Example 4. Four Week Stability at 40° C.

The stabilities of HCAb1 and HCAb2 at 40° C. over the course of 4 weeks were compared by SE-UHPLC analysis. In brief, higher-order aggregate percentages were compared over 4 weeks of incubation at 40° C. for HCAb1 and HCAb2 at a concentration of 5 mg/mL in two formulation buffers: (1) 10 mM histidine, 9% sucrose, 0.01% PS80, pH 6.2 (“F1”); and (2) 10 mM histidine, 9% sucrose, 0.01% PS80, pH 6.8 (“F2”). HCAb2 formed higher-order aggregates at a faster rate compared to HCAb1 at 40° C. in both formulation buffers (FIG. 12 ).

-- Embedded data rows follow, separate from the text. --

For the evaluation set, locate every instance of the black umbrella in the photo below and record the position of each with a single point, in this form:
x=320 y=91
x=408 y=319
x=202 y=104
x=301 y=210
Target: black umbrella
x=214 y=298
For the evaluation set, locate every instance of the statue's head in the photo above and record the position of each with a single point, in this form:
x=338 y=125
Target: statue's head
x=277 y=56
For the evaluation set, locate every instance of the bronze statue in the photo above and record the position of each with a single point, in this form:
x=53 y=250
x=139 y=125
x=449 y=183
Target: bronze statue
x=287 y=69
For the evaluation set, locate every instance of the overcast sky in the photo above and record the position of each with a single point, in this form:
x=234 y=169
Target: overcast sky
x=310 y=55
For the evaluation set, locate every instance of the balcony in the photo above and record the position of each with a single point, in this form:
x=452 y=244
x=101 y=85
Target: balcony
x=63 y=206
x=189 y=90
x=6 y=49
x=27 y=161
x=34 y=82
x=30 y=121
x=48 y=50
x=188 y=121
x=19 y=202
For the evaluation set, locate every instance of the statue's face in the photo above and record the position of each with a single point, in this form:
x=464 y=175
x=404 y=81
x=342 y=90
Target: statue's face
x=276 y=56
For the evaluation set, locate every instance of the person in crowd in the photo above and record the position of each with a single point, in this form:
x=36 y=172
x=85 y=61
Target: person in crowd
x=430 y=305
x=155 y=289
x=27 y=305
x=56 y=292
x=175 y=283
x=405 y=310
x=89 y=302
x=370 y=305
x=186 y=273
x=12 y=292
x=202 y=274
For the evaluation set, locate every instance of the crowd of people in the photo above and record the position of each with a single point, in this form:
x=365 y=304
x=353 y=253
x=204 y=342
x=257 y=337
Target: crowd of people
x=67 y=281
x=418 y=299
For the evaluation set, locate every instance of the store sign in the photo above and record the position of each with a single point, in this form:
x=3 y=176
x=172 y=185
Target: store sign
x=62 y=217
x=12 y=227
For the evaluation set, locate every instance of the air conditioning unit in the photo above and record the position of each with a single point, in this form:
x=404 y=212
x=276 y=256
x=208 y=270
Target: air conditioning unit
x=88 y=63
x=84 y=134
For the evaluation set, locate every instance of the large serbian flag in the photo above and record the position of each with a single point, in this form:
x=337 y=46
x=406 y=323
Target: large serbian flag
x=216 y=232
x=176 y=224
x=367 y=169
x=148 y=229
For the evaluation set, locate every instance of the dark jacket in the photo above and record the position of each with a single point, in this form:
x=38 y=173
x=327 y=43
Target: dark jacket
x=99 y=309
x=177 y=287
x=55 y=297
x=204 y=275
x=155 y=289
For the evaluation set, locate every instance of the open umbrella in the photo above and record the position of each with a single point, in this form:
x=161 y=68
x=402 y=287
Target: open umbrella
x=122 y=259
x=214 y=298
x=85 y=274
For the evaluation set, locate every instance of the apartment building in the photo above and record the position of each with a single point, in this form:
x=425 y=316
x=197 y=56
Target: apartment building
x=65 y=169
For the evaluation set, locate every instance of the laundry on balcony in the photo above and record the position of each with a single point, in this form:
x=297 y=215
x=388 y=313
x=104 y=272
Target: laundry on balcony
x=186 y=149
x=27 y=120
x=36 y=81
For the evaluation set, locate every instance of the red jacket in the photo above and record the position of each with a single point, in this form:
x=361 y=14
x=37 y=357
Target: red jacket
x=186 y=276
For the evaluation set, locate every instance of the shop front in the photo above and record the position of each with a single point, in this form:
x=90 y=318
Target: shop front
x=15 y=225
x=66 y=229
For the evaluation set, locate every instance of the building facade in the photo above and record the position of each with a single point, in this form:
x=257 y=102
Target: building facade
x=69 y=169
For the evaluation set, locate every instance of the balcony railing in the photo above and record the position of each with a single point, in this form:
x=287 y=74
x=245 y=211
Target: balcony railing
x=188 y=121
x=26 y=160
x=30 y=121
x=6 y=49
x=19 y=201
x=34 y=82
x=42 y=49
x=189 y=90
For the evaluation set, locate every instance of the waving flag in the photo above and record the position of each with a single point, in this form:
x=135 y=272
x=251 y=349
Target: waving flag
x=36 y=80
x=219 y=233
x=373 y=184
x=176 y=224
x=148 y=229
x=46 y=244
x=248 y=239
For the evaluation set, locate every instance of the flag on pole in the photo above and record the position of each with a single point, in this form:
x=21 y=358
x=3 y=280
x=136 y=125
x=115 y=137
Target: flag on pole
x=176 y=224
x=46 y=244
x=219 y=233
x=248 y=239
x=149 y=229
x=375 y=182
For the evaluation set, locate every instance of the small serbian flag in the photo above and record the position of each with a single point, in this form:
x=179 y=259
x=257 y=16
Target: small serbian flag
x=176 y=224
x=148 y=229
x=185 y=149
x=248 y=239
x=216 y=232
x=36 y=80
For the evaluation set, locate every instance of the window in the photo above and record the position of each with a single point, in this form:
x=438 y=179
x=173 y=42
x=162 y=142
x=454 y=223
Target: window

Example 5. Stability in Large Protein Depleted Human Serum

The stability of HCAb1 and HCAb2 in large protein depleted serum (LPDS) was assessed in real-time by SEC-UV analysis. The LPDS stability assay was previously described in International Patent Application Publication No. WO 2020/180967. In brief, human serum samples were depleted of large proteins through processing with a 30K molecular weight cutoff filter such that the final depleted human serum retained inorganic and organic serum components with about 4-5% small serum proteins and peptides but did not interfere with SEC monitoring. HCAb1 or HCAb2 to a concentration of about 250 μg/mL was added to LPDS and incubated with gentle motion in closed vials in an oven without CO2 at 37° C. SEC-UV measurements were obtained at about 0 (initial neat), 0.05, 1, 6, 24, 48, 72, 96, and 120 hour time points.
TABLE 26 summarizes the observed aggregation (dimer and higher-order aggregate) behavior for both heavy-chain antibodies over the course of 120 hours. While both heavy-chain antibodies showed a time-dependent increase in aggregation, HCAb1 exhibited lower aggregation levels compared to HCAb2 in LPDS under the conditions tested.

TABLE 26

Stability in LPDS

	HCAb1 (10 mM acetate, 9%	HCAb2 (10 mM histidine, 9%
	sucrose, 0.01% PS80, pH 5.2)	sucrose, 0.01% PS80, pH 6.8)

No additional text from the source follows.